Analytics: Finding hidden truths using partial and complete ensembles

In this context, an ensemble is defined as a connected set of transactions in support of an identifiable purpose.

The example below assumes that the transactions are financial in nature, and used in breach of AML laws.  Other applications of our methods span a variety of industries, including power grid operation, logistics, retail and social media.

A simple laundering scenario could be:

Person A wishes to pass money to person B, without alerting authorities.

B buys a property on the open market for $1M.
B holds the property for 2 years, then sells to A for $2M
A holds the property for 2 years, then sells to the market for $1M.

Clearly, the scenario can be rendered even more difficult to detect by the interposition of company failures, loans, SMSFs, favourable tenancies, etc..
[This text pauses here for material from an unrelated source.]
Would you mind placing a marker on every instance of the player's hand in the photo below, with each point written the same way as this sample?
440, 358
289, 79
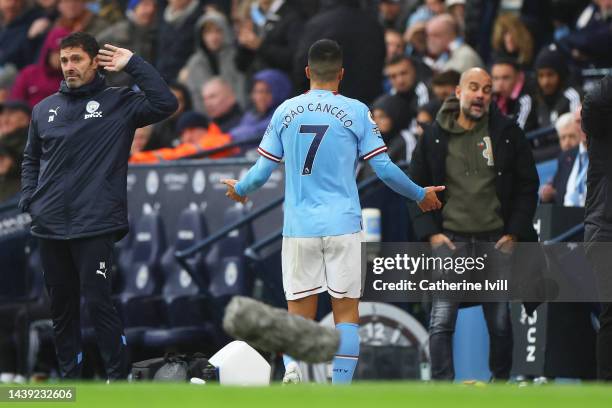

If enforcement authorities suspect such a transaction, they can apply traditional investigative practices to unravel the sometimes quite complex ensemble, and identify the points of malfeasance.

Our work deals with the preceding step of identifying the ensembles, for subsequent alert to authorities.

As a guide to the scale of difficulty of uninformed detection, a national banking system processes millions of transactions per day, and an AML proscribed ensemble might span several years.  Thus, searching directly for any of the myriad potential scenarios is computationally infeasible.

Some progress has been made in detecting singular events which lie outside the norms for their class of participants – sudden increases in discretionary spending, etc, but, again, these feed into an already overloaded system of follow-up audits.

We define a novel method for ensemble detection, based on existing techniques for function optimisation over a metric space in which we define a new, rather unorthodox algebra.

By this method, we shift the problem of brute-force detection, followed by uninformed manual audits, to the dual challenges of specifying an algebra that embodies the conditions we seek, and detecting local optima (for which we have selected simulated annealing as our initial basis, due to its robustness, and suitability in a highly dimensioned, sparsely populated space).

This leverages the fact that optimisation techniques are mature, highly efficient processes, whereas graph theoretic search algorithms are, by comparison, still naive.